LibSVM - Probability Estimation - Meaning of the Parameters

mbuko
mbuko New Altair Community Member
edited November 2024 in Community Q&A
Hi,

LibSVM provides within RapidMiner the output of the probability based on Platt scaling (https://rapid-i.com/wiki/index.php?title=Support_Vector_Machine_(LibSVM)). I don't understand the meaning of the documented parameters and the resulting confidence values:

1) Does "calculate confidences" = TRUE indicate, that the confidence values are the probability estimations?
2) What is the definition of the confidence value, if "calculate confidences" = FALSE?
3) In a multiclass case how does "confidence for multiclass" = TRUE and how does "confidence for multiclass" = FALSE behave (also in the combination with "calculate confidences" = TRUE or FALSE)?

In order to use RapidMiner and the output, I need a clear understanding of the parameters, confidence values and dependencies to the RapidMiner operators.

I would be pleased, if you would help me with these issues!

Best regards,
Mark
Tagged:

Answers

  • MartinLiebig
    MartinLiebig
    Altair Employee
    Hi,

    if you classify using a SVM you can either just calculate the sgn of the scalar product, and thus get the prediction or do the full scalar product and get also the margin (?). This value can be interpreted as a confidence, this is not necessary a probabilty for the class.
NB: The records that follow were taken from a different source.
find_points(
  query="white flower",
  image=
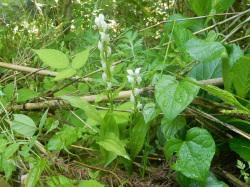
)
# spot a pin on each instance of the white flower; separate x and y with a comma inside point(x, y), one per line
point(15, 29)
point(104, 76)
point(100, 22)
point(138, 80)
point(108, 51)
point(130, 72)
point(130, 79)
point(100, 47)
point(137, 91)
point(109, 85)
point(139, 106)
point(103, 65)
point(132, 98)
point(104, 37)
point(134, 76)
point(137, 71)
point(112, 68)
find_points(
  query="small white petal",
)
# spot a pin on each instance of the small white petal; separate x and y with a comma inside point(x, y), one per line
point(109, 85)
point(104, 37)
point(100, 47)
point(138, 80)
point(137, 71)
point(139, 106)
point(104, 76)
point(132, 98)
point(130, 72)
point(137, 91)
point(130, 79)
point(108, 51)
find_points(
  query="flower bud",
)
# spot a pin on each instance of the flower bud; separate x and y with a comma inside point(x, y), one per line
point(104, 76)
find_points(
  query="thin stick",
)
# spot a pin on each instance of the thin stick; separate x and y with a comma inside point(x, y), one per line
point(212, 118)
point(123, 95)
point(40, 71)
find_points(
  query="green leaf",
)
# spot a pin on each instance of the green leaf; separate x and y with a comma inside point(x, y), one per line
point(204, 51)
point(138, 135)
point(109, 126)
point(195, 154)
point(80, 59)
point(10, 150)
point(64, 74)
point(211, 181)
point(90, 183)
point(224, 95)
point(242, 147)
point(222, 5)
point(200, 7)
point(241, 76)
point(204, 71)
point(25, 94)
point(63, 138)
point(115, 145)
point(149, 112)
point(234, 54)
point(174, 96)
point(170, 128)
point(35, 173)
point(89, 110)
point(53, 58)
point(3, 144)
point(23, 125)
point(172, 146)
point(59, 181)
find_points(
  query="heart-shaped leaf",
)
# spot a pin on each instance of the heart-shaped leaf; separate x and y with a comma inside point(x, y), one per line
point(174, 96)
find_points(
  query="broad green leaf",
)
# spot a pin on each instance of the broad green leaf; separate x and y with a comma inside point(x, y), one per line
point(115, 145)
point(172, 146)
point(67, 73)
point(89, 110)
point(195, 154)
point(224, 95)
point(234, 54)
point(8, 167)
point(3, 144)
point(90, 183)
point(204, 71)
point(211, 181)
point(35, 173)
point(59, 181)
point(241, 76)
point(10, 150)
point(242, 147)
point(109, 126)
point(80, 59)
point(138, 135)
point(204, 51)
point(200, 7)
point(43, 119)
point(25, 94)
point(149, 112)
point(23, 125)
point(222, 5)
point(174, 96)
point(53, 58)
point(63, 138)
point(181, 35)
point(170, 128)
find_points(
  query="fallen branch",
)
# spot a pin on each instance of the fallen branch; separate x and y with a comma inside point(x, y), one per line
point(214, 119)
point(92, 98)
point(40, 71)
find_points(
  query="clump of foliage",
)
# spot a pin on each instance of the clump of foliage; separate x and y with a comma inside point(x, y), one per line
point(108, 94)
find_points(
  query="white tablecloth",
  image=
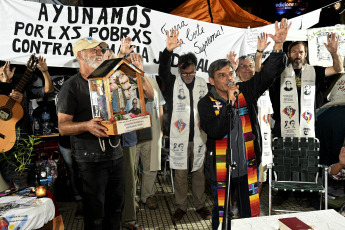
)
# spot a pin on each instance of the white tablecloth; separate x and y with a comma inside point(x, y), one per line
point(319, 220)
point(30, 217)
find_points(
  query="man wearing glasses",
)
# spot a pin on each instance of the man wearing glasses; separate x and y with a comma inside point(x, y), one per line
point(184, 126)
point(101, 170)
    for 3) i think there is a 1 vs all in the background and then the confidences are "simply" normalized? Not sure exactly though.

    ~Martin
  • mbuko
    mbuko New Altair Community Member
    @Martin thank you for your reply!

    The documentation of RapidMiner says that LibSVM provides the probability estimation based on Platt scaling, but which parameter enables it? It is neither clearly descriped nor defined, it is really inadequate for scientifc work.



  • Marco_Boeck
    Marco_Boeck New Altair Community Member
    Hi,

    on an unrelated note: how did you find that hugely outdated link?
    I suggest you using docs.rapidminer.com in the future.

    Cheers,
    Marco
  • MartinLiebig
    MartinLiebig
    Altair Employee
    Hi,

    i think it is activated by default.

    Have a look at LivSVMModel.java line 252, this calculates it. I am still not sure, what the if cause

    if (model.probA != null && model.probB != null) {
    (line 220)
    means, which is causes the activation.

    ~Martin
  • mbuko
    mbuko New Altair Community Member
    @Martin Thanks!

    I think I have to look into the implemention: LibSVMModel.java and libsvm/Svm.java seem to contain all relevant information. With the first brief look I have found some interesting parts:

    Svm.java:

    - svm_train
    - svm_svr_probability
    - svm_cross_validation
    - svm_predict_probability
    - sigmoid_predict
    - multiclass_probability // Method 2 from the multiclass_prob paper by Wu, Lin, and Weng
    - svm_predict
    - svm_predict_values
    - svm_binary_svc_probability
    - sigmoid_train (Platt's binary SVM Probablistic Output: an improvement from Lin et al.

    LibSVMModel.java:

    - performPrediction
    - if model.param.svm_type == LibSVMLearner.SVM_TYPE_ONE_CLASS
    - double maxConfidence = Double.NEGATIVE_INFINITY; double minConfidence = Double.POSITIVE_INFINITY;
    - Svm.svm_predict_values
    - else performing regular classification or regression
    - if (model.probA != null && model.probB != null) {
    - Svm.svm_predict_values
    - Svm.sigmoid_predict
    - Svm.multiclass_probability(nr_class, pairwise_prob, classProbs);

    for (k = 0; k < nr_class; k++) {
    example.setValue(confidenceAttributes, classProbs);
    }
    - else
    - predictedClass = Svm.svm_predict
    - Svm.svm_predict_value
    - prediction = functionValues[0];
    - example.setValue(confidenceAttributes[0], 1.0d / (1.0d + java.lang.Math.exp(-prediction)));

    I have to analyze it more in detail. I would be very pleased about any support.